Dialog über Jahrtausende hinweg: „Giacometti, der Ägypter“ im Alten Museum.

Es ist die überraschendste, konzentrierteste, vielleicht schönste Ausstellung des Künstlerreigens – und die unsichtbarste. Die meisten Besucher des Ägyptischen Museums werden sie gar nicht erst wahrnehmen. Der Eingriff ist sehr subtil: Zwölf Skulpturen des Bildhauers Alberto Giacometti haben sich in die Dauerausstellung im Alten Museum geschlichen, sich still und heimlich unter die altägyptischen Skulpturen gemischt, da stehen sie nun, als seien sie immer da gewesen.

Wie stark Giacometti in seiner Kunst von Ägypten beeinflusst war, war bislang nicht absehbar. Sicher, es gibt dieses Zitat, in dem der neunzehnjährige Künstler begeistert aus den Vatikanischen Museen in Rom berichtet: „Wie lebendig sind diese Köpfe, als ob sie blickten oder sprächen.“ Nicht die griechische, nicht die römische und schon gar nicht die Renaissance-Statuen seien für ihn die schönsten, sondern die ägyptischen. Das Buch, das er sich damals in Rom gekauft hat, Hedwig Fechheimers „Die Plastik der Ägypter“, ist in der Ausstellung zu sehen. Immer wieder hat Giacometti am Rande der Abbildungen Zeichnungen angefertigt, hat seine Ikonen des Schreitens entwickelt und anhand des Berliner Grünen Kopfes Symmetrie und Struktur analysiert.
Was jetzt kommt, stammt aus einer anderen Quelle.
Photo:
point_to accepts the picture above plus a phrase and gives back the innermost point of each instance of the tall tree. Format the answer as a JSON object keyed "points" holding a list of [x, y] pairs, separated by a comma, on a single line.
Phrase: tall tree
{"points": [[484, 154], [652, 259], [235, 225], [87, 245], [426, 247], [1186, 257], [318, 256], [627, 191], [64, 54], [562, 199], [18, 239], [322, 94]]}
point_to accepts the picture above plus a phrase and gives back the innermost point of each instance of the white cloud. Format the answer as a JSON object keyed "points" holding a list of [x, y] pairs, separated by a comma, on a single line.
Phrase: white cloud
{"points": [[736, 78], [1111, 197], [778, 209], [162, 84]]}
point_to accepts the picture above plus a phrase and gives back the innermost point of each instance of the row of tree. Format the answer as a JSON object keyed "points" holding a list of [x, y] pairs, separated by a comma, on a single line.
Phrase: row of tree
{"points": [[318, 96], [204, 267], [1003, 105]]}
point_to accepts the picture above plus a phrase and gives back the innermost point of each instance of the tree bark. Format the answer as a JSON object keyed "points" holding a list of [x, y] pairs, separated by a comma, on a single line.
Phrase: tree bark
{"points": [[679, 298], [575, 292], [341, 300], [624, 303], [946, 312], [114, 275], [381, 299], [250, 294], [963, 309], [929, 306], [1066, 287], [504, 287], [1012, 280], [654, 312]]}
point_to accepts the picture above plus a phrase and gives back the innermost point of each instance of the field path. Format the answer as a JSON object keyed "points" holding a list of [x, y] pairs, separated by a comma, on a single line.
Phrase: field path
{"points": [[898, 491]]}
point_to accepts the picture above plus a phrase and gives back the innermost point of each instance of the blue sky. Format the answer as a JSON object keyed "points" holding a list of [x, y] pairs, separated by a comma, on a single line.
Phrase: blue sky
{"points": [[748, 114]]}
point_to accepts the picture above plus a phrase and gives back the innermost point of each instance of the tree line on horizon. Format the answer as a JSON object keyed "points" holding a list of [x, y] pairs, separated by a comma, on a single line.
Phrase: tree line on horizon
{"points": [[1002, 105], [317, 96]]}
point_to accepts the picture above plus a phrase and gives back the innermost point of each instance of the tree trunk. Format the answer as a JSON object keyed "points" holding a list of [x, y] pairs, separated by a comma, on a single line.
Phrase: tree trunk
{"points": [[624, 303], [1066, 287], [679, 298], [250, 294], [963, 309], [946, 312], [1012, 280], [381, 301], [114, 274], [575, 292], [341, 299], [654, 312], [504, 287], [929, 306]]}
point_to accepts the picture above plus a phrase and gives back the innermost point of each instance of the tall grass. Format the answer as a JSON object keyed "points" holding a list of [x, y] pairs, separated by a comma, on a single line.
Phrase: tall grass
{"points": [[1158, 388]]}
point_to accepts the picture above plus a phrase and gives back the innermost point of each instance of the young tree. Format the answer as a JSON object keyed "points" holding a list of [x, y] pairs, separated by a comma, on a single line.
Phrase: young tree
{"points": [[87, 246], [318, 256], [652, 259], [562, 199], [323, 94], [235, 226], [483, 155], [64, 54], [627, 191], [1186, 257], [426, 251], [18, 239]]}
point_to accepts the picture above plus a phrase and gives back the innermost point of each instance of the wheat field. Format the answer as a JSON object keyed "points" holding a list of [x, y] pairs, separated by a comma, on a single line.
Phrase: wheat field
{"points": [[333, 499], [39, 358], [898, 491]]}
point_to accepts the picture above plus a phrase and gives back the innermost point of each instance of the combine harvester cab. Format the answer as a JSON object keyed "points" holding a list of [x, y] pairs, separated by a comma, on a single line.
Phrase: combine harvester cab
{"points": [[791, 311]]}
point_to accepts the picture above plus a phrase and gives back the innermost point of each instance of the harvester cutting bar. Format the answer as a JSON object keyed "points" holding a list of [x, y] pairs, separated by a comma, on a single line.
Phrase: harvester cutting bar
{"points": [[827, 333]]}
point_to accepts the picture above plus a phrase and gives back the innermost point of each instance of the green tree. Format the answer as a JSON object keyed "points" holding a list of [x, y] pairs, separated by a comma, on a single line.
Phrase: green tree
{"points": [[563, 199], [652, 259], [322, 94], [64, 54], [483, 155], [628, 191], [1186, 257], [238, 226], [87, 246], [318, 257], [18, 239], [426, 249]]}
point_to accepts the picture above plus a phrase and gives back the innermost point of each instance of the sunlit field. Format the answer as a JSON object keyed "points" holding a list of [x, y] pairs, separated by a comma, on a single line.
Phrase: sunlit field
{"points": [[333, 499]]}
Selbst gesehen hat er ihn nie.

So ist es durchaus eine Erstbegegnung, zwischen dem majestätisch-kahlen Grünen Kopf und Giacomettis existenzialistisch-kargen Zeichnungen dazu. Auch sonst sind die Parallelen augenfällig zwischen den ägyptischen Skulpturen und ihren neuzeitlichen Besuchern. Der gleiche majestätisch ausgreifende Schritt der schmalen Figuren auf hohen Sockeln, der gleiche fixierende Blick. Hier wird nicht gegangen, sondern geschritten, nicht gesessen, sondern gethront, nicht gesehen, sondern geschaut. Vor allem aber wird ein imaginärer Raum rund um die Figuren eröffnet – durch die Käfige aus Metallstäben, in denen Dietrich Wildung bei der Neueinrichtung des Ägyptischen Museums seine Schätze unterbrachte. Gerüste, wie sie Francis Bacon gemalt oder Giacometti um seine Schreitenden gebaut hat. Nicht Gefängnis, sondern Konzentration.
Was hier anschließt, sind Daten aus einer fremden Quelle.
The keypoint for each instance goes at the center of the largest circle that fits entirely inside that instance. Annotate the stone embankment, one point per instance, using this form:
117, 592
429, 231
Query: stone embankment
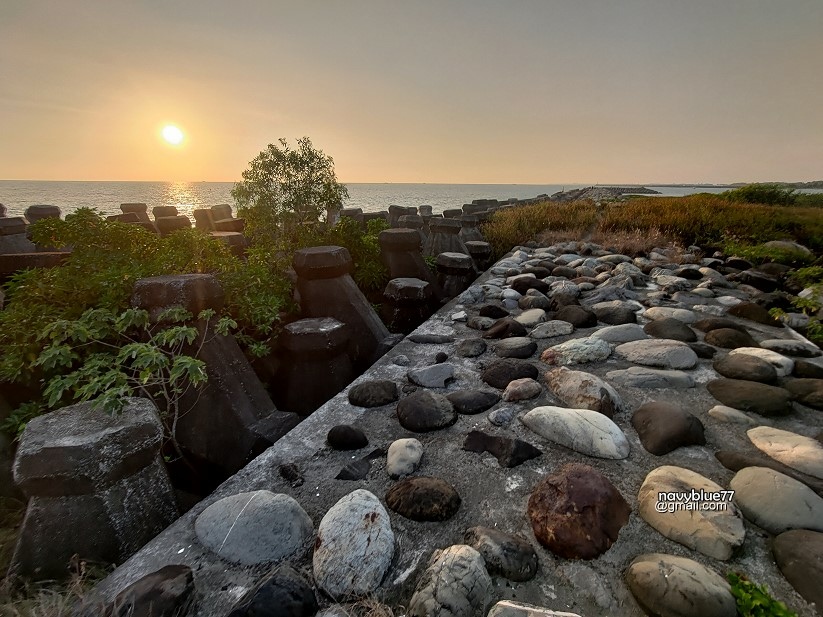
579, 430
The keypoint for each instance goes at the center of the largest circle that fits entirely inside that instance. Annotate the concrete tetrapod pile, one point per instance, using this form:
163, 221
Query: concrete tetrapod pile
578, 431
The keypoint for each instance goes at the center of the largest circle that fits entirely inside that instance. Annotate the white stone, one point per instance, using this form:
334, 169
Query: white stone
550, 329
582, 430
776, 502
403, 457
254, 528
784, 365
797, 451
577, 351
662, 312
354, 546
716, 533
663, 353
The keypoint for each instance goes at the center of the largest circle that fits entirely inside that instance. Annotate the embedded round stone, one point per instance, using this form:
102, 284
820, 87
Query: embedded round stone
796, 451
709, 529
550, 329
781, 363
423, 498
743, 366
354, 546
661, 353
471, 402
677, 586
799, 555
322, 262
403, 457
254, 528
499, 373
373, 393
577, 351
424, 411
670, 328
455, 584
581, 390
776, 502
516, 347
346, 437
576, 512
582, 430
505, 554
751, 396
729, 338
663, 427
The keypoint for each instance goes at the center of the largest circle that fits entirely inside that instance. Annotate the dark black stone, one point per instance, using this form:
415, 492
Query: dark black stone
663, 427
493, 311
423, 498
670, 328
729, 338
346, 437
508, 452
471, 348
471, 402
425, 411
373, 393
284, 594
576, 315
430, 339
499, 373
505, 328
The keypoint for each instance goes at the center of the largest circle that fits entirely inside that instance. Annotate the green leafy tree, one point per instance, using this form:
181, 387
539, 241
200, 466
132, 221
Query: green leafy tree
284, 188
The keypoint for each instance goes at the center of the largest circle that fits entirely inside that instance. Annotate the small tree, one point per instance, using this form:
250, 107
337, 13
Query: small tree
285, 188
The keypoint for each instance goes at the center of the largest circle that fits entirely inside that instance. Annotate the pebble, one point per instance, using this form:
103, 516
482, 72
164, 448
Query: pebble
456, 584
663, 427
501, 372
577, 351
796, 451
781, 363
505, 554
423, 498
254, 528
516, 347
581, 390
425, 411
435, 376
642, 377
403, 457
716, 533
521, 390
677, 586
582, 430
373, 393
577, 488
354, 546
776, 502
661, 353
471, 402
751, 396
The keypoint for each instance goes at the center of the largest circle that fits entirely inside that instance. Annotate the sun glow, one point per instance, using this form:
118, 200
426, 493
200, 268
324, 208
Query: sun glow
172, 135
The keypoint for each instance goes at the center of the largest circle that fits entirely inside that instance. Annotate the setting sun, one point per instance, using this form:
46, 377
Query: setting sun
172, 134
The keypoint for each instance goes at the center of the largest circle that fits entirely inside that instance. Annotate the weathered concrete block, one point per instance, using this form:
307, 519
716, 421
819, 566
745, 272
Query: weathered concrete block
96, 486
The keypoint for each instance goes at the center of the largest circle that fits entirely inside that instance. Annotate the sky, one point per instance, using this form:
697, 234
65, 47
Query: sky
441, 91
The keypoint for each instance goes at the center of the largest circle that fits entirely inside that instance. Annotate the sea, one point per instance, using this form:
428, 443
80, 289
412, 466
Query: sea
106, 197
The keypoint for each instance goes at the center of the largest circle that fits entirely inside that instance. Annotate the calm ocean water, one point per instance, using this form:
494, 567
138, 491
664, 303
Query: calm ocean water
186, 196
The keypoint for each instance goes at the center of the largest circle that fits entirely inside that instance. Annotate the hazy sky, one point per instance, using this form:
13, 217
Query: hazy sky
467, 91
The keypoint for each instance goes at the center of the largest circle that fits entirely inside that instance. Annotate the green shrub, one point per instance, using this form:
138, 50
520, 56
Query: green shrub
754, 600
765, 193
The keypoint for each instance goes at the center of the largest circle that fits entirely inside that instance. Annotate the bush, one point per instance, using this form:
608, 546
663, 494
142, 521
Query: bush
283, 189
767, 194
Er habe einmal in einem Museum eine Giacometti-Skulptur gesehen, die schräg im Raum aufgestellt war, schildert Wildung sein Urerlebnis, und er habe damals instinktiv gefühlt: Das geht so nicht. Parallel zu den Raumwänden muss sie ausgerichtet sein, so wie es die ägyptischen Figuren von jeher sind. Und nur mühsam habe er der Versuchung widerstanden, die Skulptur in einem unbeobachteten Moment geradezurücken. Und habe sich in seiner Leidenschaft doch lange Zeit allein gefühlt – bis er auf Christian Klemm von der Züricher Giacometti-Stiftung gestoßen sei. In den beiden Museumsfreunden reifte der konspirative Plan, doch einmal die Probe aufs Exempel zu machen.
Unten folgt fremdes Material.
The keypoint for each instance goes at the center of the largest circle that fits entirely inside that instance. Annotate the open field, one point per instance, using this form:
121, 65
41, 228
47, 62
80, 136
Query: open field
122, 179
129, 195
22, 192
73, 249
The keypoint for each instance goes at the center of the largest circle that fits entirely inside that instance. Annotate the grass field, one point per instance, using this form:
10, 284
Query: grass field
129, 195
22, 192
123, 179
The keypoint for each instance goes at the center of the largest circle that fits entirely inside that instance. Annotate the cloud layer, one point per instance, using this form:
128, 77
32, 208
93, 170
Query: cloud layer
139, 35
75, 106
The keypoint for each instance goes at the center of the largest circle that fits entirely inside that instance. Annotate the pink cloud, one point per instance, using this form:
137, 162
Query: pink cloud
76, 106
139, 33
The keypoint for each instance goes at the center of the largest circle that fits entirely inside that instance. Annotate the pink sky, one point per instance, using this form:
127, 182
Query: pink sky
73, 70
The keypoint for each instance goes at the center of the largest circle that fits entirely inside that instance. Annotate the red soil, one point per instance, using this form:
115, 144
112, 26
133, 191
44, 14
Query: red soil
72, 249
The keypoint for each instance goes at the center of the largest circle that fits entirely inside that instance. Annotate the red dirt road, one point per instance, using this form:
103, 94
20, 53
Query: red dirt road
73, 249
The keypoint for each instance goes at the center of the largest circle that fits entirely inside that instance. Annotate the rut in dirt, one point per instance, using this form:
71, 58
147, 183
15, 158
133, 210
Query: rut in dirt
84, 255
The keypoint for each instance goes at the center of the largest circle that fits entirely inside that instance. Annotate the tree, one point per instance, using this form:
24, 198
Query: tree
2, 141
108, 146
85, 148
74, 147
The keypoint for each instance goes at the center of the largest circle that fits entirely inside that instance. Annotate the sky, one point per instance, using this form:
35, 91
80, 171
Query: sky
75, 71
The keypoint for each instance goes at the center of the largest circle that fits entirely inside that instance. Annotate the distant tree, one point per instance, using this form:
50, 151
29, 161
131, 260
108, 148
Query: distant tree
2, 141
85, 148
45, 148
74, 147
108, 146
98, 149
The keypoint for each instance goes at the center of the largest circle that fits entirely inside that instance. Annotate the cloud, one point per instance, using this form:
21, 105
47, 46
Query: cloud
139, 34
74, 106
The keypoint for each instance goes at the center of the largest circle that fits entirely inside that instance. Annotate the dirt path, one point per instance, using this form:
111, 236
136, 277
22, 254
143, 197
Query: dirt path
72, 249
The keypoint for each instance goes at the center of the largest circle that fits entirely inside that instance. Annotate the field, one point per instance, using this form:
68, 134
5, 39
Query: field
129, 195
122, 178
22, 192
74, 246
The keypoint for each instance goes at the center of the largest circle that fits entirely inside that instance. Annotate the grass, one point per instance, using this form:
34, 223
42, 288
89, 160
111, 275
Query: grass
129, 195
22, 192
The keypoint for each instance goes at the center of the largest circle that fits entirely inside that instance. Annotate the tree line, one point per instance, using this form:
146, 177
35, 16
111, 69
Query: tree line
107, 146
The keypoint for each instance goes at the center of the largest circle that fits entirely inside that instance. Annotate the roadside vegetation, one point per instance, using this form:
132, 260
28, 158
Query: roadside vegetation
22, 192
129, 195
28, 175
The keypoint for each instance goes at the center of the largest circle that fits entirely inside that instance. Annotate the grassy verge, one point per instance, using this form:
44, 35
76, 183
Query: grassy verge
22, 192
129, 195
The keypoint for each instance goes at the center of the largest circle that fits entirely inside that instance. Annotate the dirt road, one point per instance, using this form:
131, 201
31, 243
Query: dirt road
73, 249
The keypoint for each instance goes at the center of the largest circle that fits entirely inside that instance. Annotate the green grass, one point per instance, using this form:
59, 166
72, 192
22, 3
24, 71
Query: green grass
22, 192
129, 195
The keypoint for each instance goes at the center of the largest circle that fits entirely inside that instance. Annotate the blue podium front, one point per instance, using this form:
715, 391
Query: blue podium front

So stehen sie sich nun gegenüber und messen sich mit Blicken: der Porträtkopf „Annette VI“ mit der Büste der Nofretete, ein Kopf des Bruders Diego mit einer Echnaton-Figur und die große Figur des „Homme qui marche“ mit einer zehn Zentimeter hohen Schreitfigur. Ob Giacomettis Skulpturen stark genug wären, die Konzentration der ägyptischen Skulptur auszuhalten, ob andererseits die Altägypter modern genug seien, über zweitausend Jahre hinweg mit ihnen in einen Dialog zu treten, das waren die Sorgen der Museumsleute. Die Probe wird glänzend bestanden.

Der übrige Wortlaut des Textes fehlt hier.